Personal information
- Full name: Thomas Edwin Drakes
- Born: 7 March 1908 Bardney, Lincolnshire, England
- Died: 10 May 1974 (aged 66) Hainault, Essex, England
- Batting: Right-handed
- Bowling: Right-arm fast-medium

Domestic team information
- 1926–1933: Lincolnshire
- 1929: Cambridge University

Career statistics
| Competition | First-class |
| Matches | 8 |
| Runs scored | 140 |
| Batting average | 14.00 |
| 100s/50s | –/– |
| Top score | 39* |
| Balls bowled | 1,213 |
| Wickets | 20 |
| Bowling average | 32.40 |
| 5 wickets in innings | 1 |
| 10 wickets in match | – |
| Best bowling | 5/70 |
| Catches/stumpings | 6/– |
- Source: Cricinfo, 17 February 2019

= Thomas Drakes =

English cricketer (1908–1974)

Thomas Edwin Drakes (7 March 1908 - 10 May 1974) was an English first-class cricketer.
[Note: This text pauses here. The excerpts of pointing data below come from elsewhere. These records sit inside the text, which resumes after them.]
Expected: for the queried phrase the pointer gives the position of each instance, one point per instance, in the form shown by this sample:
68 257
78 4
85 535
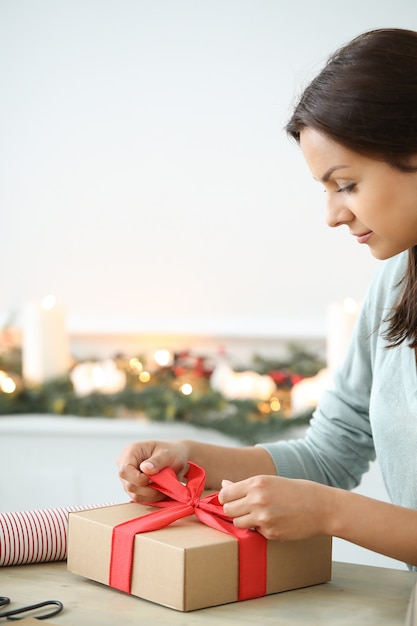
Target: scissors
4 601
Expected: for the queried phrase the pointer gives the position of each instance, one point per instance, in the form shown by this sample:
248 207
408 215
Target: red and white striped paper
36 536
Born at Bardney in Lincolnshire, Drakes made his debut in minor counties cricket for Lincolnshire against Buckinghamshire in the 1926 Minor Counties Championship. He played minor counties cricket for Lincolnshire until 1933, making 42 appearances in the Minor Counties Championship. He studied at St Catharine's College, Cambridge. While at Cambridge he played first-class cricket for Cambridge University in 1929, making his debut against Essex at Fenner's. He made eight appearances in first-class matches during 1929, scoring 140 runs with a high score of 39 not out, while with his right-arm fast-medium he took 20 wickets at an average of 32.40, with best figures of 5 for 70. These figures were his only first-class five wicket haul and came on debut against Essex.

He later assisted the Army Cadet Force as a second lieutenant in the 1950s. He died at Hainault in May 1974.